In many slums, especially in poor countries, many live in very narrow alleys that do not allow vehicles (like ambulances and fire trucks) to pass. The lack of services such as routine garbage collection allows rubbish to accumulate in huge quantities. The lack of infrastructure is caused by the informal nature of settlement and no planning for the poor by government officials. Additionally, informal settlements often face the brunt of natural and man-made disasters, such as landslides, as well as earthquakes and tropical storms. Fires are often a serious problem.
Many slum dwellers employ themselves in the informal economy. This can include street vending, drug dealing, domestic work, and prostitution. In some slums people even recycle trash of different kinds (from household garbage to electronics) for a living - selling either the odd usable goods or stripping broken goods for parts or raw materials.
Slums are often associated with Victorian Britain, particularly in industrial, northern towns. These were generally still inhabited until the 1940s, when the government started slum clearance and built new council houses. There are still many examples left of former slum housing in the UK, however they have generally been restored into more modern housing.

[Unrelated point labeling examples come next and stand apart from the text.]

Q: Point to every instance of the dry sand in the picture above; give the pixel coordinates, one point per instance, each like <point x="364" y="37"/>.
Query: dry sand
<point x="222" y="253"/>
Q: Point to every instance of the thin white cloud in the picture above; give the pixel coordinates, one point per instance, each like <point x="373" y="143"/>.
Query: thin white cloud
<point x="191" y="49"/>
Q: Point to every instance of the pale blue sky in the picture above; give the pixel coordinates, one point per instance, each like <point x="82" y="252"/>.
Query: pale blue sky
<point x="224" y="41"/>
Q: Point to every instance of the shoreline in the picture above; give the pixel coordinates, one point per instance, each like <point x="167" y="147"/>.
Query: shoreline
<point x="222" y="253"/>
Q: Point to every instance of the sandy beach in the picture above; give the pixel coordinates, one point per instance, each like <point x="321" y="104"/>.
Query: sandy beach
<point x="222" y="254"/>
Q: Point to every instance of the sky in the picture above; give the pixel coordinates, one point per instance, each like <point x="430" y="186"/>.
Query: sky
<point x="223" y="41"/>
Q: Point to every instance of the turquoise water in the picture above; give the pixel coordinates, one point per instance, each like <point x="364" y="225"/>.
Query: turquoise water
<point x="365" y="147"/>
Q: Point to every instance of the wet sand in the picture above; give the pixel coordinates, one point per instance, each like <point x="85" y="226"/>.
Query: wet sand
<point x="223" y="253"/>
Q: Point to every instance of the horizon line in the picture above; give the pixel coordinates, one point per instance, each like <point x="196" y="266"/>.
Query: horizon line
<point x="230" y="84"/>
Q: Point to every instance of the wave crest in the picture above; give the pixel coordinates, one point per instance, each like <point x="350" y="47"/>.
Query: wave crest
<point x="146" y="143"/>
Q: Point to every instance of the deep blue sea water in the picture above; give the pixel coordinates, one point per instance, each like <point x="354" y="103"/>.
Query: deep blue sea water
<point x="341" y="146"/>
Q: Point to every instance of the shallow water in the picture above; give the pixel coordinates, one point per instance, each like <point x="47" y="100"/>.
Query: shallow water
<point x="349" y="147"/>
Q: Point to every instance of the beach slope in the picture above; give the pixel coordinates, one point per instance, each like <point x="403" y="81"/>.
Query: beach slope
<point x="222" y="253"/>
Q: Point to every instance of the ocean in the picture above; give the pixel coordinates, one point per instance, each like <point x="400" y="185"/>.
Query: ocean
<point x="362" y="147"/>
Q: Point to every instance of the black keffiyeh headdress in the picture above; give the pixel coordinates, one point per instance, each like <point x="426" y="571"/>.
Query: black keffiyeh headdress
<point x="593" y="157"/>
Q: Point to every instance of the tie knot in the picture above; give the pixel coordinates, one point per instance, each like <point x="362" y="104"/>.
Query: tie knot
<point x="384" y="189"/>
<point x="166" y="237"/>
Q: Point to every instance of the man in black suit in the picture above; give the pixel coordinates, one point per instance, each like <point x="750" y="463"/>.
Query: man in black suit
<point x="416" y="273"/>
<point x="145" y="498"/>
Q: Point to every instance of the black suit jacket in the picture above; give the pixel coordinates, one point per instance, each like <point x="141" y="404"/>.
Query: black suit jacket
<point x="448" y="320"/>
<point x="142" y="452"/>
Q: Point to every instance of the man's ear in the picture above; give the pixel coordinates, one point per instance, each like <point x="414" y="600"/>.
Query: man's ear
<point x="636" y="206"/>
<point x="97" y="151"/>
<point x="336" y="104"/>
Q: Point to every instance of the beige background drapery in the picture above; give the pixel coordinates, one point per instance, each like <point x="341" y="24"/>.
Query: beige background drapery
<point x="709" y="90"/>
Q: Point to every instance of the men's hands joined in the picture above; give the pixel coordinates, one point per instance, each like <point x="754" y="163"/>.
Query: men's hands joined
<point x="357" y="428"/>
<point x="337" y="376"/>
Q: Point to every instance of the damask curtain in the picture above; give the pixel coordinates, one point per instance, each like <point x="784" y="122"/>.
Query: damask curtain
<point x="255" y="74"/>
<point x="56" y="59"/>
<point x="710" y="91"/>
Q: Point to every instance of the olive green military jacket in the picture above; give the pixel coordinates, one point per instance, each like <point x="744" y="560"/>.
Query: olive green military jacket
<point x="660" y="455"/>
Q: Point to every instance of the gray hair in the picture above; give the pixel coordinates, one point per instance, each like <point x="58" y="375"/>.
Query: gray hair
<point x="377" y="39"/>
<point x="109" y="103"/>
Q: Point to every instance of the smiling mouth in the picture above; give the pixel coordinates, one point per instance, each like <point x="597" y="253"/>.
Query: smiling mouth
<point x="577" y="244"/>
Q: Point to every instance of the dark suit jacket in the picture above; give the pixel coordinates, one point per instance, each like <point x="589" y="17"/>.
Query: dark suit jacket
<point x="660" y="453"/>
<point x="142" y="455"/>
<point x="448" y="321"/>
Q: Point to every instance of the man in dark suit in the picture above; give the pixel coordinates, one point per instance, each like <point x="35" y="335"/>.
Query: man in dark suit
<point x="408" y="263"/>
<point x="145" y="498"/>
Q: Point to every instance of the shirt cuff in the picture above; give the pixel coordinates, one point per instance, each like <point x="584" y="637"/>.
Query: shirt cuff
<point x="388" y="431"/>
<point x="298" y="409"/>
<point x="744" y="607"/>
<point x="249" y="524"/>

Recent years have seen a dramatic growth in the number of slums as urban populations have increased in the Third World. According to a 2006 UN-HABITAT report, 327 million people live in slums in Commonwealth countries - almost one in six Commonwealth citizens. In a quarter of Commonwealth countries (11 African, 2 Asian and 1 Pacific), more than two out of three urban dwellers live in slums and many of these countries are urbanising rapidly.
Many governments around the world have attempted to solve the problems of slums by clearing away old decrepit housing and replacing it with modern housing with much better sanitation. The displacement of slums is aided by the fact that many are squatter settlements whose property rights are not recognized by the state. This process is especially common in the Third World. Slum clearance often takes the form of eminent domain and urban renewal projects, and often the former residents are not welcome in the renewed housing. Moreover new projects are often on the semi-rural peripheries of cities far from opportunities for generating livelihoods as well as schools, clinics etc. At times this has resulted in large movements of inner city slum dwellers militantly opposing relocation to formal housing on the outskirts of cities. See, for example, Abahlali baseMjondolo in Durban, South Africa.
In some countries, leaders have addressed this situation by rescuing rural property rights to support traditional sustainable agriculture, however this solution has met with open hostility from capitalists and corporations. It also tends to be relatively unpopular with the slum communities themselves, as it involves moving out of the city back into the countryside, a reverse of the rural-urban migration that originally brought many of them into the city.
Critics argue that slum clearances tend to ignore the social problems that cause slums and simply redistribute poverty to less valuable real estate. Where communities have been moved out of slum areas to newer housing, social cohesion may be lost. If the original community is moved back into newer housing after it has been built in the same location, residents of the new housing face the same problems of poverty and powerlessness. There is a growing movement to demand a global ban of 'slum clearance programmes' and other forms of mass evictions.